Hard to believe, but E turned three months old last week. As you can tell from my lack of posts, life is very busy.
Some things I don't want to forget about this time in her life:
The little coos that she makes when she's trying to "talk"
The first giggles that we've heard from her in the past few weeks
The way she looks adoringly at her brother when he's anywhere near her
The way she looks when she's sleeping
The little "squee, squee, squee" noise that keeps us awake when she's sucking on her hand in the middle of the night
Everything about having another baby is wonderful. I don't know if it's because we are more experienced now, or if it's just because she's a more laid-back baby, (which she most definitely is) but I feel like life is very normal right now. I remember when D was a baby that it took somewhere in the neighborhood of a YEAR for me to feel like life was normal again. The difference though, is that this time around, I was already used to caring for someone other than myself. I was already used to having to work my trips to the store around feedings and naps. I was already a mommy.
I finished breastfeeding about 2 weeks ago, and although it was a very emotional time, I'm doing fine now (though I still wish I could go back and do it all over.) In the end, if I'm able to get the Lasik surgery in December, it will have been the right decision, and I'll be able to look back on it without (much) regret.
In the past few weeks I've been thinking a lot about whether this is "it" for us in the child-bearing department.
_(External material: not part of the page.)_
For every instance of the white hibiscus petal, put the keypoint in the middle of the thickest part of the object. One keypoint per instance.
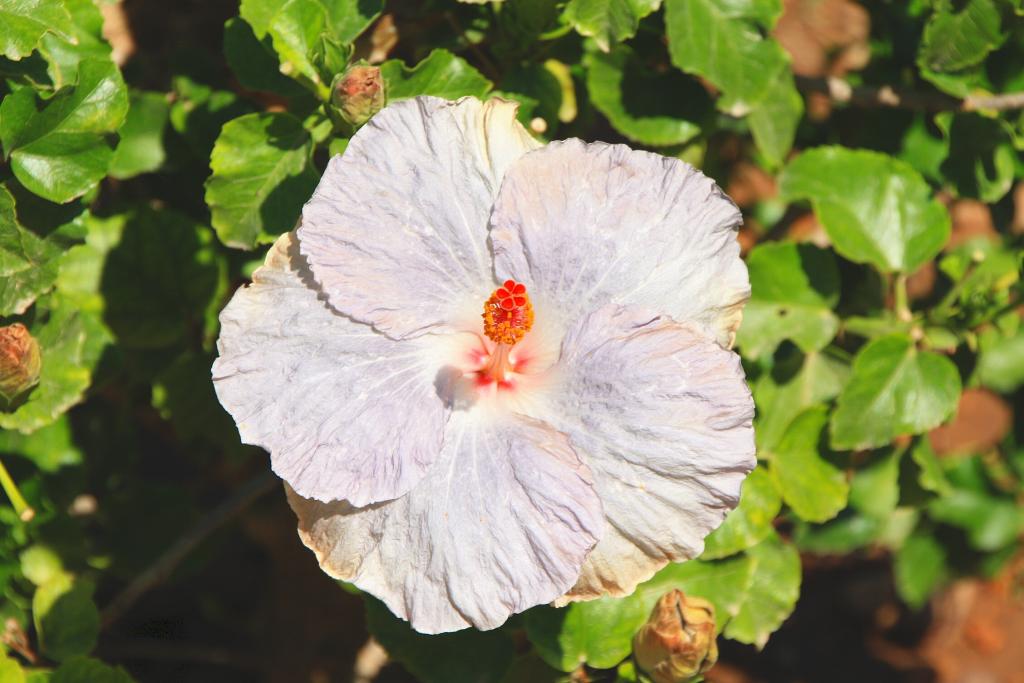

When E was a couple of weeks old, I was sure that we were done. I was exhausted, I was emotional, and I remember telling myself to stop and remember the feeling of that moment if I ever felt like I wanted another one.
But the thing is...
That emotion and exhaustion fades, and all I can see now is my beautiful daughter's face, and think to myself that I want this again. I want the feeling of complete and utter love that comes with all of the firsts; first smile, first giggle, first time on a tricycle, first day of preschool... No, I don't want it right now, but maybe someday.
What I've said to my husband (who thinks I'm crazy to think that we can afford a third!) is that I'm not SURE that I want another one, I'm just sure that I'm NOT sure I'm done. So I guess for now, that will have to be good enough.